Radical Delay II+
Radical Delay II+
We stuck our classic ‘80s flavored delay in the Betamax and fast-forwarded to the good part. But instead of an eyeful of Phoebe Cates, we discovered the Radical Delay II+.
The sound you love with more reasons to love it, like updated cosmetics and built-in tap tempo.
SOLD OUT - Please check with your favorite dealer to purchase.
Time (8 D. Q) — Changes the delay time from 0-920ms. In Tap mode, this knob sets the tap tempo subdivision. Left for 8th notes, center for dotted 8ths or right for quarters.
Repeat — Controls the feedback of the delay. The Radical Delay II+does not self-oscillate, because that does not compute.
Tweak — Adjusts a different parameter in each mode. See the mode descriptions for full details.
Mix — Controls the blend between fully dry (clean) to fully wet (repeat only).
Mod — Super-clean digital delay with adjustable modulation. The Tweak knob adds a luscious modulation to the delay. At 12 o’clock there is no modulation. Clockwise adds a slow chorus and counter-clockwise adds a fast vibrato.

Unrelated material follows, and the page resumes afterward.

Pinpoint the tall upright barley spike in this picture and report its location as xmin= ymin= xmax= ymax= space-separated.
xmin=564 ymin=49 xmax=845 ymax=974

Glitch — Pristine digital delay that you can mangle in unusual and interesting ways. With the Tweak knob fully counter-clockwise, the Radical Delay will echo exactly what you play. Turn the Tweak knob clockwise to add some “ghost in the machine” style glitches and odd pitch modulation. And with the Tweak knob fully clockwise, the Radical Delay sounds more like a synthesizer or video game console.
Bend — Delay with pitch shifting that’s based on the earliest technology and spirals up or down with each repeat. Turn the Tweak knob counter clockwise to shift the pitch down or clockwise to shift up.
*Hint: Turn the delay time all the way down and the Radical Delay will take on a whole new vibe. In Mod mode, you’ll find analog-flavored chorus. Glitch mode turns into a “bleep bloop” robot machine. And in Bend mode, try blending the dry signal in for glitchy pitch-shifted harmony lines.
Hold the bypass footswitch to enter tap tempo mode. The bypass LED will flash at the current tempo, tap the footswitch two or more times to set a new tempo. Hold the bypass footswitch again to exit tap tempo mode or wait 4 seconds and the pedal will exit on its own. Turn the Time control while in tap tempo mode to change the delay subdivisions - each division is marked by a dot. The available divisions are eighth-note (2x tap speed,) dotted-eighth (1.5x tap speed) and quarter-note (1x tap speed.) The pedal will remember the last tap tempo setting used.
The green jack on the side of the pedal allows you to connect a tap tempo footswitch. The Radical Delay II+ requires the use of a normally-open footswitch, and is compatible with automated tap tempo controllers such as the Disaster Area SMARTClock or Gen3 MultiJack interface. Tapping the remote footswitch will cause the Radical Delay II+ to enter tap tempo mode. We recommend the Alexander Tap II footswitch to control the Radical Delay II+.
If you prefer to get crazy, you can assign the green jack to act as an expression pedal input. Hold the footswitch down at power-on to select between tap tempo (two blinks) or expression (five blinks.) Connect a standard expression pedal (tip 0-3.3V, ring 3.3V, sleeve GND) to the green jack and you're good to go. To set the expression pedal range, move the expression pedal to the heel-down setting and turn the Time knob. Then move the pedal to the toe-down setting and turn the Time knob again. The Radical Delay II+ will sweep the delay time between these two settings as you move the expression pedal, and the LED will indicate the current expression pedal position.
The Radical Delay II+ features a buffered bypass with "trails." The delay will continue to repeat when the pedal is bypassed. The Radical Delay II+ features an analog dry signal path.
The Radical Delay II+ requires a 9V DC / 70mA power supply with a 2.1mm pin, center negative. The Radical Delay II+ is not designed to be powered on supplies higher than 9V and does not use a battery. The Radical Delay II+ should work fine on a multi-pedal "daisy chain" connector, but if you encounter excessive noise or hum try a separate power supply.